No new FM licence until radio market improves, says regulator
Communicorp Media and Wireless Group had opposed the plan
A plan for a new FM service outside Dublin has been postponed until radio sector revenues improve. Photograph: iStock
The broadcasting regulator said it remains committed to “exploring” the licensing of a new FM radio service outside the Dublin area, but not until or unless revenues and profitability in Irish radio improve.
Opponents to the plan within the industry had argued that it was already difficult to sustain a radio business in the current advertising environment and that the introduction of another licence would cause even greater difficulties.
The Broadcasting Authority of Ireland (BAI), which published its new broadcasting services strategy on Wednesday, appeared to concede that this was the case, making the plan for at least one new “niche” FM service conditional on a better financial landscape for Irish radio.
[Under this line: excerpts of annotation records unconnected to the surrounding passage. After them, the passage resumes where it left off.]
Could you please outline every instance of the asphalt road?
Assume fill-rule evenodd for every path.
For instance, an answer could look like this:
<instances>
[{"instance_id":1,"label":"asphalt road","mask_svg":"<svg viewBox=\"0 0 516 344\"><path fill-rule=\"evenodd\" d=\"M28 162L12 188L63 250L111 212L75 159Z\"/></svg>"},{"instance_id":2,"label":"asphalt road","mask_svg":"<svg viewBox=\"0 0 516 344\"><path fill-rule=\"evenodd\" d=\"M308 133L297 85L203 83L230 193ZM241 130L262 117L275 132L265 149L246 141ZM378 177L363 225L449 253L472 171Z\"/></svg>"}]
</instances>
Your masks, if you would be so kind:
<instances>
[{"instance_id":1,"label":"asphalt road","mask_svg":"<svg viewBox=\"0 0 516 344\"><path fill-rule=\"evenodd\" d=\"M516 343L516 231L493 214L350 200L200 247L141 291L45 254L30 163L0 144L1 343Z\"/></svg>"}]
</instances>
“When signs of improving revenues and profitability are evident, the BAI commits to exploring the licensing of at least one new sound broadcasting service on the FM band,” said BAI chairman Pauric Travers.
The authority said it was “cognisant” of the economic considerations of adding another service, despite the potential it would have to “provide greater diversity of choice for audiences outside the Dublin area” and make more efficient use of the spectrum.
The Dublin radio market was deemed to be “well served”.
Radio Nova, which has an FM licence in the greater Dublin area, had supported the plan, saying it would not significantly affect the revenues of stations currently operating in the relevant franchise areas.
However, Communicorp Media, the owner of national stations Newstalk and Today FM as well as 98FM, Spin 1038 and Spin South West, said in response to an earlier consultation that the market had reached saturation point.
Wireless Group, which counts Dublin stations FM104 and Q102 among its Irish stations, submitted that by considering the licensing of a new FM service amid ongoing market turmoil, the BAI was acting contrary to its commitment to encourage sustainability in Irish radio.
A report on the Irish broadcasting market by UK consultancy firm Mediatique suggested there was “scope” to introduce “one to two” additional radio licences.
However, it said this could be delayed to give commercial radio operators “a chance to improve profitability and growth prospects”.